Subject to the conditions as set forth in Appendix 1, agricultural products produced and processed in conformity with the European Organic System will be deemed equivalent to those products produced and processed in accordance with the Canadian Organic Products Regulations, 2009 and Canada's Organic Program and may be sold, labelled or represented in Canada as organic, including by display of the Canadian organic logo as well as the organic logo as set out in Commission Regulation (EC) No 889/2008.

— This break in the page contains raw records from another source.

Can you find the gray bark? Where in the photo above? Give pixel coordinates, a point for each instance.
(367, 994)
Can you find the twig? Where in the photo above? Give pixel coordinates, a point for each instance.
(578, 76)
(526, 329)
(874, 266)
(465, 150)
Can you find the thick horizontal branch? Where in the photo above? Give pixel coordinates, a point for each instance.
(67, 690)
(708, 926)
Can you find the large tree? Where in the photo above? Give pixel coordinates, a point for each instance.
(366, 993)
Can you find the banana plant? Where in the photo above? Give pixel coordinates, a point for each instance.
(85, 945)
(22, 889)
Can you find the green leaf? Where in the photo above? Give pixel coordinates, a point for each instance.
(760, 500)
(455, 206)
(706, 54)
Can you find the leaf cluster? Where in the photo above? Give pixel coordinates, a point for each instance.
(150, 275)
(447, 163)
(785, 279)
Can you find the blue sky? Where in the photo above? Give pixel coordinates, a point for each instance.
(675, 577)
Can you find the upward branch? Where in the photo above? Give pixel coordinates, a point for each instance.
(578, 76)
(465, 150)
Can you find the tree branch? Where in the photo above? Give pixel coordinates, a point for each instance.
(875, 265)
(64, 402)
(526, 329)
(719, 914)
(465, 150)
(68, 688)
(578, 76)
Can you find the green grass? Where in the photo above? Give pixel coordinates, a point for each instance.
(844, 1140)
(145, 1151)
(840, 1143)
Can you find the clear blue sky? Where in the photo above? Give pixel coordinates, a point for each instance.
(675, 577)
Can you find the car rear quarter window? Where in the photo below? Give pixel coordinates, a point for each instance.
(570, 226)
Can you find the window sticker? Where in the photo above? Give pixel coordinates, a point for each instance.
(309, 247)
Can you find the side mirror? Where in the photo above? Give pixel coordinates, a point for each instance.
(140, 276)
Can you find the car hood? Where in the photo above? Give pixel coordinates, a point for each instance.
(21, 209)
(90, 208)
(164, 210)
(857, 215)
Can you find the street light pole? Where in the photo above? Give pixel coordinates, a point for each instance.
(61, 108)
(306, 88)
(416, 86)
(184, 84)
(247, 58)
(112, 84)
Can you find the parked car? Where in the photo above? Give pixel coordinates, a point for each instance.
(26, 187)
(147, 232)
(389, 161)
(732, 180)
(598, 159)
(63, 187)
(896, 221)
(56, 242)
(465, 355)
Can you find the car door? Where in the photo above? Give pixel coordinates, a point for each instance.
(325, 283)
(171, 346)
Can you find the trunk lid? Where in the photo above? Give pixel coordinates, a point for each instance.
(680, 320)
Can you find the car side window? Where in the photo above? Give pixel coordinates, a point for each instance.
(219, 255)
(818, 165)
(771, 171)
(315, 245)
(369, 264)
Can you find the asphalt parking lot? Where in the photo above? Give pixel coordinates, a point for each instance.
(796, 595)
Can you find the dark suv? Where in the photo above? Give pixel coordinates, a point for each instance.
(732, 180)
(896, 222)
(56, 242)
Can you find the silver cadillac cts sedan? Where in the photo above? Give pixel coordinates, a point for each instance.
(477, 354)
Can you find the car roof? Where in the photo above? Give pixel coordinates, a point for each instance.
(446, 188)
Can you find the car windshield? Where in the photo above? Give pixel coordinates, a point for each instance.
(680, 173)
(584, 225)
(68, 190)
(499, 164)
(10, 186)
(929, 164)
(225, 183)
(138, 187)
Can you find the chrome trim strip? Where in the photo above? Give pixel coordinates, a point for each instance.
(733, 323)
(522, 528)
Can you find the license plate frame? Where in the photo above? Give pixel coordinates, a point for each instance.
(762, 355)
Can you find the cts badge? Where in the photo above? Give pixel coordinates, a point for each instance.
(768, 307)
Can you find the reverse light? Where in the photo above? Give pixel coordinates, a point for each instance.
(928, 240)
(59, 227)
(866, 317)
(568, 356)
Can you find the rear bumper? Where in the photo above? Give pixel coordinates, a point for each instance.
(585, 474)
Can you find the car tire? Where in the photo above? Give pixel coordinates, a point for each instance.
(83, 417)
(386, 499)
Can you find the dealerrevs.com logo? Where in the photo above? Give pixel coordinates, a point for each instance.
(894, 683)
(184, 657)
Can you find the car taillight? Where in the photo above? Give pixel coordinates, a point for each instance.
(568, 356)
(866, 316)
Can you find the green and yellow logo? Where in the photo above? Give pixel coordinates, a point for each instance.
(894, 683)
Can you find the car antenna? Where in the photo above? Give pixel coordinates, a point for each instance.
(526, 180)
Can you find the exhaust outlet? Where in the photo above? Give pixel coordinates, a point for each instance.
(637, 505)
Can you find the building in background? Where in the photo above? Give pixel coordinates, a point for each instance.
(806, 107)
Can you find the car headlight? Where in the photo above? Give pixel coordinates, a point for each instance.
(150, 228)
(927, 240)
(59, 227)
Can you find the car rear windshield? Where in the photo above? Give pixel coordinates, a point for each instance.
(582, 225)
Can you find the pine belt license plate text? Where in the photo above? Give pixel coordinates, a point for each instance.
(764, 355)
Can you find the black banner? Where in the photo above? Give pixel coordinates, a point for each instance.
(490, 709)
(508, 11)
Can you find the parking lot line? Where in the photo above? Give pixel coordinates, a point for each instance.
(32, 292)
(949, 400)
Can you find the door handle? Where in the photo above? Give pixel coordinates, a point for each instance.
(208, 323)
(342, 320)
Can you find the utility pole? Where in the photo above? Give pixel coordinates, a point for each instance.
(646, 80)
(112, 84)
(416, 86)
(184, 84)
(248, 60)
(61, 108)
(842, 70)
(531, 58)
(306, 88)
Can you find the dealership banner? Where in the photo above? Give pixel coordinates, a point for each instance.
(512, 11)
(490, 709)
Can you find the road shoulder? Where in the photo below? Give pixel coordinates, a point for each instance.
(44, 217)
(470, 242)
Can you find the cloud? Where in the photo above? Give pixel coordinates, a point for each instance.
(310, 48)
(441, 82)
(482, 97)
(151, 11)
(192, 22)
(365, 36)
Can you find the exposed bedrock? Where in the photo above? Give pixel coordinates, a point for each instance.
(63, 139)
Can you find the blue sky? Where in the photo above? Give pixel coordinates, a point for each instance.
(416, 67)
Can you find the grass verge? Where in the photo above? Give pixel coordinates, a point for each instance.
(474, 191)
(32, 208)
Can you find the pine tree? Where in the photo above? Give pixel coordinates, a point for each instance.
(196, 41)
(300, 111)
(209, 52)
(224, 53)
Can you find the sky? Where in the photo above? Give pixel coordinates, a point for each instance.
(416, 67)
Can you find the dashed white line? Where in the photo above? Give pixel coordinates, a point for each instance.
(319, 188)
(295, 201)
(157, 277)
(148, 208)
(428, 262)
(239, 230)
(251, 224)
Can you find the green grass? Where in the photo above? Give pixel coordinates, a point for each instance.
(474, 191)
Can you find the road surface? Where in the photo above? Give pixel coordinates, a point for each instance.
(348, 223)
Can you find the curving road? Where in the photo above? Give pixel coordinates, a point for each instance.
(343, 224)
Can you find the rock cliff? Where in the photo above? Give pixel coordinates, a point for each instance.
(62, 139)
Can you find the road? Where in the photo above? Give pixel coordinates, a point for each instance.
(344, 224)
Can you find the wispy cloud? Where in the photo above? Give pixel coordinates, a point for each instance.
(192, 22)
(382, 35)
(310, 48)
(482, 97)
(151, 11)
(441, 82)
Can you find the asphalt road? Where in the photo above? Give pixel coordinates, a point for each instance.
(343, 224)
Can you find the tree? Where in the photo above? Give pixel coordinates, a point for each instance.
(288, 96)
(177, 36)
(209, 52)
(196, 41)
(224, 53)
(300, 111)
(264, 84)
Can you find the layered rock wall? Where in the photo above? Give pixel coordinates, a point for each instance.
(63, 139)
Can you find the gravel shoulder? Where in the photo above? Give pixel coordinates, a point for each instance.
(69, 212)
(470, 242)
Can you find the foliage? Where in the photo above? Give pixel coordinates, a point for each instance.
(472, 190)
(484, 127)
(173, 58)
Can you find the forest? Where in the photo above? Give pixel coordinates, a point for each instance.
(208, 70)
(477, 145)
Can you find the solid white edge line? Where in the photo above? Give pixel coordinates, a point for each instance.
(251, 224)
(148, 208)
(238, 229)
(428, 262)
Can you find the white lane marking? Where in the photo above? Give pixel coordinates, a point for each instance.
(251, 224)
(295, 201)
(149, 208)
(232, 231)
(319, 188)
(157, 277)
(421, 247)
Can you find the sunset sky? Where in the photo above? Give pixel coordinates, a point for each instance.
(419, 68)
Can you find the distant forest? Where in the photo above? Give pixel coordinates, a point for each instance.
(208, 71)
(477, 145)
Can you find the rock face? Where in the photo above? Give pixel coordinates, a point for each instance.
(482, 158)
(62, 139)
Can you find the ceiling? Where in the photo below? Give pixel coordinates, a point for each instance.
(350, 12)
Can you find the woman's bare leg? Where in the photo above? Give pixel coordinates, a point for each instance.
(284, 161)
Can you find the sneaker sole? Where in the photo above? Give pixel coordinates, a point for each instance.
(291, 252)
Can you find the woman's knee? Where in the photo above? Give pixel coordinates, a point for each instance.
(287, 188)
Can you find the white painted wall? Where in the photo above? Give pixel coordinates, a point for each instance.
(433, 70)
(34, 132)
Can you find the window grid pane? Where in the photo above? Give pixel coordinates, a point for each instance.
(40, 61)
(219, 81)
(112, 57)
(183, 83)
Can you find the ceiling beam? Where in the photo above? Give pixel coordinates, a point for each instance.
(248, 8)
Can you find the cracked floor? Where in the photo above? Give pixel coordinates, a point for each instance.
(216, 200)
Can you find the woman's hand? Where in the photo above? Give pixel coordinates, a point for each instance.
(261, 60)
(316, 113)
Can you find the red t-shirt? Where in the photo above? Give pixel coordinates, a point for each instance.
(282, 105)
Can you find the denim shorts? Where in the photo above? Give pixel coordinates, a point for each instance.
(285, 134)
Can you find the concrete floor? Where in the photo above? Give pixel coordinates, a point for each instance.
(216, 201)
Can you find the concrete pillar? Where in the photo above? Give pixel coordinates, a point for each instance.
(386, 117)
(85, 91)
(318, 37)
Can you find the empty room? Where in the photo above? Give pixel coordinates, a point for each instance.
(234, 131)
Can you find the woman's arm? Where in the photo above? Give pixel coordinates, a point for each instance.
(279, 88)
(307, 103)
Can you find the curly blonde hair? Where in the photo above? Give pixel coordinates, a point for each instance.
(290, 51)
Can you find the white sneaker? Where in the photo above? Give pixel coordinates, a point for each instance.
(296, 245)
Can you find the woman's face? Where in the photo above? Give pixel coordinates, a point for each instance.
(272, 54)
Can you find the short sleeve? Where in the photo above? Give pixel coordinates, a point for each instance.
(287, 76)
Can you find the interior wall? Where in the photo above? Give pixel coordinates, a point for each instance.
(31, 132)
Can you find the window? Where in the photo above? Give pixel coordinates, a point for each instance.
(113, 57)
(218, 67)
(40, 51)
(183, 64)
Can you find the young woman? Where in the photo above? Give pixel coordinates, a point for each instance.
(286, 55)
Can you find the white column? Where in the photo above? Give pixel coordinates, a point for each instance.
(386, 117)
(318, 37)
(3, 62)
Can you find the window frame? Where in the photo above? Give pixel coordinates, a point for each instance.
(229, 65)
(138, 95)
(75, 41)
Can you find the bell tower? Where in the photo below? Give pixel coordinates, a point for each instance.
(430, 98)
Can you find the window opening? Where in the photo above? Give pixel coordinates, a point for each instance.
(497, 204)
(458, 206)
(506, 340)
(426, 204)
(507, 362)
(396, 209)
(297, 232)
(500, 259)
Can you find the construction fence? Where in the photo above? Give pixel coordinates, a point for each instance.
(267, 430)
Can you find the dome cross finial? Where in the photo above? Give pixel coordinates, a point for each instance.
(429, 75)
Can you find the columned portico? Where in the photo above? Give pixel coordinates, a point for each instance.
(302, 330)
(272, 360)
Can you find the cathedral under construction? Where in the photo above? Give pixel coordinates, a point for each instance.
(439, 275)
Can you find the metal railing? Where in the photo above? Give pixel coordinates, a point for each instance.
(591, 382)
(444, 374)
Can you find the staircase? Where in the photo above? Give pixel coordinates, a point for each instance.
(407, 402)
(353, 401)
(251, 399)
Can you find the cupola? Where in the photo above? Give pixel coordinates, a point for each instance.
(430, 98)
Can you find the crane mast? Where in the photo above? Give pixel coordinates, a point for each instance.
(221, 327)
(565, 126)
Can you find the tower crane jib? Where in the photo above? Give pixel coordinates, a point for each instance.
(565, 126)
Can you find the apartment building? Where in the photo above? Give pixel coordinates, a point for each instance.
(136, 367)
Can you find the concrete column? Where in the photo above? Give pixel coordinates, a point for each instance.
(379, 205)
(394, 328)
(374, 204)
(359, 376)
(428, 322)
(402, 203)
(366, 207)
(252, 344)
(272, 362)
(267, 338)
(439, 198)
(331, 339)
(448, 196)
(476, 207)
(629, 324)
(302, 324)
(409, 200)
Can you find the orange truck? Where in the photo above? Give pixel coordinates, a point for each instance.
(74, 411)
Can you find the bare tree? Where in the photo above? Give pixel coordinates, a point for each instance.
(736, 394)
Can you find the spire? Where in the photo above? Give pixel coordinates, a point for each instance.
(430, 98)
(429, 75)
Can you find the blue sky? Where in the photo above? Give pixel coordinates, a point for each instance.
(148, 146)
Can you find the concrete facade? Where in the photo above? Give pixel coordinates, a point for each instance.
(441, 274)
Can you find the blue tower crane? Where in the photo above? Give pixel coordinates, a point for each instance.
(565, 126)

Organic products certified in accordance with the EU regulations and exported to Canada may bear the Canada Organic Logo.
Please note that organic products imported into Canada must meet Canadian labelling requirements.
The use of the Canada organic logo is only permitted on products that have an organic content that is greater than or equal to 95% and have been certified according to the requirements of the Canada Organic Regime. The use of the organic logo is voluntary but when used it is subject to the requirements of the Organic Products Regulations (OPR).
Imported products must meet the requirements of the Canada Organic Regime. Imported products that bear the logo must include:
• the statement "Product of", immediately preceding the name of the country of origin, or
• the statement "Imported", in close proximity to the logo
This statement must appear on the label in both French and English, unless a bilingual labelling exemption applies.
The label of an organic product subject to the Organic Products Regulations must bear the name of the control body that has certified the product as organic. Please note that EU control body/authority code does not replace the requirement for the name of the control body/authority.

For more information about COR click HERE

For more information about Equivalence Agreements between CANADA and other countries click HERE

Joint statement on the scope extension of the EU-Canada Organic Equivalence Arrangement

April 7, 2016 – Ottawa, Ontario – Agriculture and Agri-Food Canada

European Union Commissioner for Agriculture and Rural Development Phil Hogan and the Honourable Lawrence MacAulay, Canadian Minister of Agriculture and Agri-Food, today released the following statement:

"The Government of Canada and the European Commission are pleased to announce the scope extension of the EU-Canada Organic Equivalence Arrangement (EUCOEA) which enters into force today.

"After 5 years of successful implementation of the EUCOEA, we have agreed to extend the scope of the products that can be traded under mutual recognition.

"Organic wine has now been included in the scope of the EUCOEA. This will allow organic wine certified to the EU or Canada organic standards to be sold and labelled as organic in both markets. Initially, organic wine was not included in the EUCOEA scope due to the review of labelling and wine organic production rules in place in the EU. The new rules were adopted in 2012.

"Until now, the import of organic products from Canada into the EU was limited to products grown or processed entirely in Canada. Going forward, Canadian organic processed products certified to Canadian organic standards and imported into the EU can contain organic ingredients from third countries.

"This decision follows a thorough assessment of the equivalence of EU and Canada organic wine production standards and import control systems."